Ainda de acordo com a reportagem, a juíza Inês divulgou um comunicado oficial sobre a decisão informando que “em nenhum momento houve o propósito de discriminar qualquer pessoa por conta de sua cor”, e ressaltando que “a linguagem […] pode causar dubiedades”.
Ela ainda se disse entristecida se “fiz chegar, de forma inadequada, uma mensagem à sociedade que não condiz com os valores que todos nós devemos diuturnamente defender”.
Ainda assim, Inês só pede a famosa desculpa “se de alguma forma, em razão da interpretação do trecho específico da sentença” ofendeu alguém e não explica qual foi o sentido da frase “em razão da sua raça” dentro do contexto em que foi utilizada.
Você pode ler a nota dela abaixo, novamente via UOL.
Pronunciamento da juíza
A respeito dos fatos noticiados pela imprensa envolvendo trechos de sentença criminal por mim proferida, informo que em nenhum momento houve o propósito de discriminar qualquer pessoa por conta de sua cor.
O racismo representa uma prática odiosa que causa prejuízo ao avanço civilizatório, econômico e social. A linguagem, não raro, quando extraída de um contexto, pode causar dubiedades.

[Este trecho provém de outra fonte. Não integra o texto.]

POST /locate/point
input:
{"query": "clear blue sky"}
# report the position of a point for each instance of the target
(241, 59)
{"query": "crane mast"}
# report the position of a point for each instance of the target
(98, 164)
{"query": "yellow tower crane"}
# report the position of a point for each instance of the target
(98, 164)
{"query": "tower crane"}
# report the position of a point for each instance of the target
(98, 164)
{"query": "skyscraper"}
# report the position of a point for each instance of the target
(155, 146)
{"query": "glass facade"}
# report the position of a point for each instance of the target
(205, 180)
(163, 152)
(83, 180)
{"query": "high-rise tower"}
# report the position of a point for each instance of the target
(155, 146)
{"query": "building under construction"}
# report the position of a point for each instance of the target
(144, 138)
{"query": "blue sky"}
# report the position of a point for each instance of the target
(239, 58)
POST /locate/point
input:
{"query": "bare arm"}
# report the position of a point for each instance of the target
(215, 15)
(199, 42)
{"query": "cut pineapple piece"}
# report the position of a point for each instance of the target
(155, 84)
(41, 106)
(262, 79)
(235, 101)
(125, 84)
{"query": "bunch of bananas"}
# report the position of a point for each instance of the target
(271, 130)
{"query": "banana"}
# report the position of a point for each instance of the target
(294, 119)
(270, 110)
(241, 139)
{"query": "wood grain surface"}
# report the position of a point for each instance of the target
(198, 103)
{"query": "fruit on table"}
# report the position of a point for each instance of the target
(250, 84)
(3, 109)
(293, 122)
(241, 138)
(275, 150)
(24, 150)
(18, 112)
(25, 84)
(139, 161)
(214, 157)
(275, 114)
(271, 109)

Sinto-me profundamente entristecida se fiz chegar, de forma inadequada, uma mensagem à sociedade que não condiz com os valores que todos nós devemos diuturnamente defender. A frase que tem causado dubiedade quanto à existência de discriminação foi retirada de uma sentença proferida em processo de organização criminosa composta por pelo menos 09 (nove) pessoas que atuavam em praças públicas na cidade de Curitiba, praticando assaltos e furtos. Depois de investigação policial, parte da organização foi identificada e, após a instrução, todos foram condenados, independentemente de cor, em razão da prova existente nos autos.

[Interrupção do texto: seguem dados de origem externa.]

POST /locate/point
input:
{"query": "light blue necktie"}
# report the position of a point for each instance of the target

Em nenhum momento a cor foi utilizada — e nem poderia — como fator para concluir, como base da fundamentação da sentença, que o acusado pertence a uma organização criminosa. A avaliação é sempre feita com base em provas.
A frase foi retirada, portanto, de um contexto maior, próprio de uma sentença extensa, com mais de cem páginas. Reafirmo que a cor da pele de um ser humano jamais serviu ou servirá de argumento ou fundamento para a tomada de decisões judiciais.
O racismo é prática intolerável em qualquer civilização e não condiz com os valores que defendo. Peço sinceras desculpas se de alguma forma, em razão da interpretação do trecho específico da sentença (pág. 117), ofendi a alguém.